Anders dan de officier van justitie acht de rechtbank ten aanzien van feit 2 alleen de bevraging van Naam 3, Naam 1 en Naam 4 bewezen. De rechtbank is van oordeel dat op basis van het dossier onvoldoende is komen vast te staan dat de andere bevragingen niet werkgerelateerd waren.

De rechtbank ziet feit 1 als een voortgezette handeling van feit 2 voor wat betreft de bevraging van Naam 3 en Naam 1, omdat het ambtsgeheim is geschonden nadat door middel van computervredebreuk niet werkgerelateerde bevragingen zijn gedaan.

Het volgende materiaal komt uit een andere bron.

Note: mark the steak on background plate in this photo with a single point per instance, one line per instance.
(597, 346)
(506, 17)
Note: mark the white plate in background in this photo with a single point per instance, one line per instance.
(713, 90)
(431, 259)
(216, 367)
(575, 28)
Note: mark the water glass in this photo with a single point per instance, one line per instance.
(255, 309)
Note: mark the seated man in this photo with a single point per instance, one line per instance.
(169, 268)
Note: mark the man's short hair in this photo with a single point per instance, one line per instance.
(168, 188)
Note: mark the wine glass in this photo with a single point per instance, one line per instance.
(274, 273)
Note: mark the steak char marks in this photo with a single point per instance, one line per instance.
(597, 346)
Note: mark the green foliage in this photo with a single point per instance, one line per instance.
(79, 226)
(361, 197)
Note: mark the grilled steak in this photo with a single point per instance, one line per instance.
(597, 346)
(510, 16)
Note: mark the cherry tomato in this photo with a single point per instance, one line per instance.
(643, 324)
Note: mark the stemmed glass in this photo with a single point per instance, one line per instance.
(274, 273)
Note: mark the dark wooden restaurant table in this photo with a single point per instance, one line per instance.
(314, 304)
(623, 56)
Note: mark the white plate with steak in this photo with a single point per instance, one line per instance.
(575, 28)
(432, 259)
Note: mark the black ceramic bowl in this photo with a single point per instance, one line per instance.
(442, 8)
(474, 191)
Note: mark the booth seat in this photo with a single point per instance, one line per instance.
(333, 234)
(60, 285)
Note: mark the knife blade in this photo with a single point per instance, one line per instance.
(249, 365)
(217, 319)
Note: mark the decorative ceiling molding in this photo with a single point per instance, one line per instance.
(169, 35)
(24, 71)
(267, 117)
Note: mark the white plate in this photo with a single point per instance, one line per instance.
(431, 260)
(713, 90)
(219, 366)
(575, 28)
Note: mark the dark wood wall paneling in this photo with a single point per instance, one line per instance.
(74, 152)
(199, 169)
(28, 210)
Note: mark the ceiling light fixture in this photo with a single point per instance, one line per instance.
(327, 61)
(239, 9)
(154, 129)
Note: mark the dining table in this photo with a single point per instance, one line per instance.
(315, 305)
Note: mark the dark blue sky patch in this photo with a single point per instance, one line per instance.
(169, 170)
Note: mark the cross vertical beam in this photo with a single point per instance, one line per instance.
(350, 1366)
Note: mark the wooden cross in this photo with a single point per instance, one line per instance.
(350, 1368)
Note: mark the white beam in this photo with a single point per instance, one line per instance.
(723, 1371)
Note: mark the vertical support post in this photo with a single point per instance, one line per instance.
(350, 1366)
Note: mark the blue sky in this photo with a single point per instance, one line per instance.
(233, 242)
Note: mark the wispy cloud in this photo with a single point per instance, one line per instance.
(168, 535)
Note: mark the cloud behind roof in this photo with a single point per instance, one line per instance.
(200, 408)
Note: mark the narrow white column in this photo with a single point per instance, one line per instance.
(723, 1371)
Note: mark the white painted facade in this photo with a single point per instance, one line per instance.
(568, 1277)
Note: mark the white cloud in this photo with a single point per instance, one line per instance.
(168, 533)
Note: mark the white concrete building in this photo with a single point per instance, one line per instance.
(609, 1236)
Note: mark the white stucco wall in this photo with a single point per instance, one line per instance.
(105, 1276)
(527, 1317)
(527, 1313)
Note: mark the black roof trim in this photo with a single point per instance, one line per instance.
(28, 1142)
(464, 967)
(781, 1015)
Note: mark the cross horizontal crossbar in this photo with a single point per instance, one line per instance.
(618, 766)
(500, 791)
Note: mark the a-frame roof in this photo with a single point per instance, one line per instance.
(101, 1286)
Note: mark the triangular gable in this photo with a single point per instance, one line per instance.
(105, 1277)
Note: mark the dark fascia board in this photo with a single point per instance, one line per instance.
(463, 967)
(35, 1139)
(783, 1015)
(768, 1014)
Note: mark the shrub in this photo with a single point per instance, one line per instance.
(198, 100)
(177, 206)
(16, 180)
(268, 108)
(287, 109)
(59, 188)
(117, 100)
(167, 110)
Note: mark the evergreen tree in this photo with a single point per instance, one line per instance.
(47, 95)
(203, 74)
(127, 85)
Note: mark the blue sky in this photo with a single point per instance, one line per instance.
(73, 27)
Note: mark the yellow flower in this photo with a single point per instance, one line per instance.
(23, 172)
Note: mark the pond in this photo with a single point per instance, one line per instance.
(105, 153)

De rechtbank zal hiermee bij de afdoening van deze zaak rekening houden.

Bewezenverklaring

  • Feit 2: computervredebreuk, meermalen gepleegd;

  • Feit 1: enig geheim waarvan zij weet of redelijkerwijs moet vermoeden dat zij uit hoofde van ambt verplicht is het te bewaren, opzettelijk schenden, meermalen gepleegd.

Strafoplegging

Veroordeling van de verdachte tot een taakstraf voor de duur van 150 uren, met aftrek van het voorarrest, en een geheel voorwaardelijke gevangenisstraf voor de duur van 2 maanden.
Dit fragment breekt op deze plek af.